Reluctant and resistant. Moi? The double bind of therapy.

Daily writing prompt
What could you try for the first time?

Counter-transference is more common than we think. Acknowledged and worked with it is a positive tool. But it happens most in encounters where the therapist is too inexperienced, or neither reflective, reflexive or self-unaware to notice it.

For anyone who has been in a therapeutic encounter as either a therapeutic practitioner or person seeking assistance, or forced by some authority figure, formally or informally, to seek assistance, the idea that is never new to them is that we are asking someone or ourselves to try something new, a way of helping ourselves or being helped that is only failing, or threatening to fail, because we are ‘new’ to it. We need to be clear here. Though very inexperienced counsellors think the client fears a new method – which is rarely as new to the person looking for help as for the therapist, who first encountered the method in training only – be it Mindfulness CBT, or any other technique. Therapists insist to clients that had we tried it, as the therapists wants to implement it, we would know by it having succeeded. For the implication about the person thought be seeking help is that, in fact, they fear the ‘change’ successful therapy would bring about and will hang on to their symptoms – behavioural, somatic, emotional or cognitive however painful – rather than face a world unfamiliar to them. Endlessly, and with little but highly nuanced variation, failure in therapy is blamed on the person, supposedly there for for help, being resistant to it or reluctant to start it because they fear the end it brings. Therapists are trained and alert to the fear of the new. Here, for instance, at this link is a website about RELUCTANT and RESISTANT clients, with ideas mainly summarised from Gerard Egan’s book The Skilled Helper. Here are the definitions from this page of the term RESISTANT and RELUCTANT, where the assumption is the reluctance or resistance is always, in reference to our prompt question, that of fear of ‘trying’ something new ‘for the first time’.

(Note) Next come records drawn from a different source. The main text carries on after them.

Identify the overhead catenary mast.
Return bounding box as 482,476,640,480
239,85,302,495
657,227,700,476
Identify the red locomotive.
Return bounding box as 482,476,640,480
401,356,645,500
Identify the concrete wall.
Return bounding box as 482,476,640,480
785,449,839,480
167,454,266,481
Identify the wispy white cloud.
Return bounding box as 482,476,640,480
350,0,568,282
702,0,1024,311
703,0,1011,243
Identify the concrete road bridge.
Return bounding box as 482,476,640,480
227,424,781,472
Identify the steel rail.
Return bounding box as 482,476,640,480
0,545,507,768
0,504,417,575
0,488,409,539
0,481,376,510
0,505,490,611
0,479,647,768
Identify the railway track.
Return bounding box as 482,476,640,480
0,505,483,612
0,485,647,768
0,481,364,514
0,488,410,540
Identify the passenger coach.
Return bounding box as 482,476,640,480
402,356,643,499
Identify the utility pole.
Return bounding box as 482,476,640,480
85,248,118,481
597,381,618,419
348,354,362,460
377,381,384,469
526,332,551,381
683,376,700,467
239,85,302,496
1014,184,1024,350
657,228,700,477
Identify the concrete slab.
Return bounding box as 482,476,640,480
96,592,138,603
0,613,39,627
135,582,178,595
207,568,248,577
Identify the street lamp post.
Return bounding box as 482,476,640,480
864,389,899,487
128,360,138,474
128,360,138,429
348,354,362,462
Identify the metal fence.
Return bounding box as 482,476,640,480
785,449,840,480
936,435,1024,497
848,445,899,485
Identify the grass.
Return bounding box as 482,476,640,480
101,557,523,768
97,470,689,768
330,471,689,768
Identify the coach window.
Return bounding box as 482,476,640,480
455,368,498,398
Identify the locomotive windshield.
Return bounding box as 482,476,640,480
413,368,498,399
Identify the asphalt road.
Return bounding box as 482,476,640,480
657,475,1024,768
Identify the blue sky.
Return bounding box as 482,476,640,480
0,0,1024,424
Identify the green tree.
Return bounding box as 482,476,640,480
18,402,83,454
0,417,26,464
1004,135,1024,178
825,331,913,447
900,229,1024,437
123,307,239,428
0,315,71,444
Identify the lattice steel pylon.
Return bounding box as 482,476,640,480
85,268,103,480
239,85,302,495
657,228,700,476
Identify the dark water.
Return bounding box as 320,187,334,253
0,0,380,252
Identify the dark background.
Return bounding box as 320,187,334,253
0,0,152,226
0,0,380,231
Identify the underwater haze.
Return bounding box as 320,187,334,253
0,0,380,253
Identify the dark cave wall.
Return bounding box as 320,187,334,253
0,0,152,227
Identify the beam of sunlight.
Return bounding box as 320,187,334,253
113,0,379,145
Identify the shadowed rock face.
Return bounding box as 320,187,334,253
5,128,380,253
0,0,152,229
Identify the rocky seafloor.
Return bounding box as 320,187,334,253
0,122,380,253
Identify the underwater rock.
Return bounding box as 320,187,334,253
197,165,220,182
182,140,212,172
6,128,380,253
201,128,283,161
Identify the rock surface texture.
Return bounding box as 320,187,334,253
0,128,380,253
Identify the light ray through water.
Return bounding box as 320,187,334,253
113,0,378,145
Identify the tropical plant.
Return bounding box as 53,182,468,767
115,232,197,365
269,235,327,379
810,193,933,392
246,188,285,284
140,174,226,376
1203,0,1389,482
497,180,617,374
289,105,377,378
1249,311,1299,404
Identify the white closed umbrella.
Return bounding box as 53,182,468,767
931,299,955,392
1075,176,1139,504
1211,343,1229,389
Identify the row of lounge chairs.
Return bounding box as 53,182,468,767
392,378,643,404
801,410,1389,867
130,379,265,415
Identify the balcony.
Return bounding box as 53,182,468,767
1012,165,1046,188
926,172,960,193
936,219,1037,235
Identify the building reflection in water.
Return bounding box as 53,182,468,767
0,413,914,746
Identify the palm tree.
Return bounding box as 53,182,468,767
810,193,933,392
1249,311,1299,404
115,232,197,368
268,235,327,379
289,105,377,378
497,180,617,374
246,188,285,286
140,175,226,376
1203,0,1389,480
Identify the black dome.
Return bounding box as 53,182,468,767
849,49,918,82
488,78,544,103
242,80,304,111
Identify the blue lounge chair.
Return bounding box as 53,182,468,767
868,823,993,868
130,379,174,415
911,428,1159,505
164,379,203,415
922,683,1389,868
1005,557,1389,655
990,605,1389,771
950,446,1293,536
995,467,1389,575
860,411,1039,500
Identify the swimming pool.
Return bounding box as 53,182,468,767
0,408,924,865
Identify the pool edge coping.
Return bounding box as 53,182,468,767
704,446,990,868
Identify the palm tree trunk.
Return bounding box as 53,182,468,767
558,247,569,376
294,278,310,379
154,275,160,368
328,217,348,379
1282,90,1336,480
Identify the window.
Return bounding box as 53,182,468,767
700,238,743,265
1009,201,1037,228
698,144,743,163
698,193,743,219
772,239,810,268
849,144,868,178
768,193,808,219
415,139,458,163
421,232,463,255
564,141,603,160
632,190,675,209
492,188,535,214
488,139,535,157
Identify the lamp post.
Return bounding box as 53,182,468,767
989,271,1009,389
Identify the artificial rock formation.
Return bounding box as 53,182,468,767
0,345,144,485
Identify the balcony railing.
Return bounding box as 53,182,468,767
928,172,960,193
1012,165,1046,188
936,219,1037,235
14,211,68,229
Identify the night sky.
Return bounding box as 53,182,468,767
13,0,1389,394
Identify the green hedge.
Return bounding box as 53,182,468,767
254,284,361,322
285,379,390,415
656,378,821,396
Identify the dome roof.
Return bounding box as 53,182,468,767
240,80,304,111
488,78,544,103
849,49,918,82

Defining reluctance and resistance

Reluctant clients those who really don’t want to be there. There can be a number of reasons for this. For example, they:

  • fear the unfamiliar
  • are apprehensive about what is involved in any change they might make
  • are unsure of the demands of undertaking a new experience
  • discover the price of change is higher than expected
  • fear their own weakness might be revealed if they make a change
  • have difficulties making decisions and have changing priorities, aims and goals
  • have difficulty in persisting with a courses of action

Resistant clients

Themes may emerge that indicate repeated patterns in the ways they deal with and interact with individuals and systems. There are a number of factors that can contribute to this. For example, they:

  • may talk about only safe or low-priority issues
  • benignly sabotage the helping process by being uncooperative and/or setting unrealistic goals (then using them as an excuse for not achieving them)
  • tend to blame others or their social settings
  • play games with helpers
  • do not know how to participate in constructive change
  • have a history of rebelling against systems
  • have had bad experiences of interviews before
  • are dealing with many problems all at once and feel overwhelmed
  • have had lots of negative experiences and have given up
  • have been told to attend by an authority figure (teacher, parent, agency);
  • are suspicious of authority figures & have negative attitudes towards helping agencies
  • believe going for help is the same as admitting weakness, failure, inadequacy
  • have no plans at the moment and can’t see the point of it all

How many ways more do we need to show that however sick, disordered or flawed the person is who is there to be helped, they are if resistant or reluctant even more sick, disordered or flawed than the reasons for their referral to help suggested. Nowhere here is there acknowledgement that it is sometimes wise to be suspicious of authority figures, who either refer you or claim to be able to correct your future distortions (in their eyes) of behaviour, sense of embodiment, feelings or thoughts. There is no acceptance of the many cases of therapy actually leading to worse outcomes than no therapy because a flaw in the therapeutic agent – the usual flaw being a lack of transparency or flexibility. There is no openness to the vast excess of iatrogenic disease or dis-ease (increased ill-being caused by the thing meant to be curing you). No, patients and clients (really persons at base) who fear that – even if experienced before – are merely being reluctant and resistant and do not want to change. It is the point of the old joke about therapy:

I have endless admiration for those who resist therapy as ill-regulated and unsystematic (usually on a take-it-or-leave-it basis and service-led not service user needs-led) as exists at present. There are examples of good practice but these are people who more often than not become victims of the service they once believed in: only to realise its aims are without reference to qualitative outcomes, only a change in the quantifications on highly flawed measuring tools – the Patient Health Questionnaires for instance.

But to resist bad help more often makes it impossible to step up to better help – even if it be available, for the Stepped Approach to Mental Health Care is yet another mask for a resource use limitation exercise. I hate to be negative but to be anything else at the moment is to be deluded about a system really in place to preserve jobs in their unhelpful hierarchies.

What you would like to ask mental health Services is:

What could you try for the first time that is based on empathy with people who have been at wrong end of a harmful system before?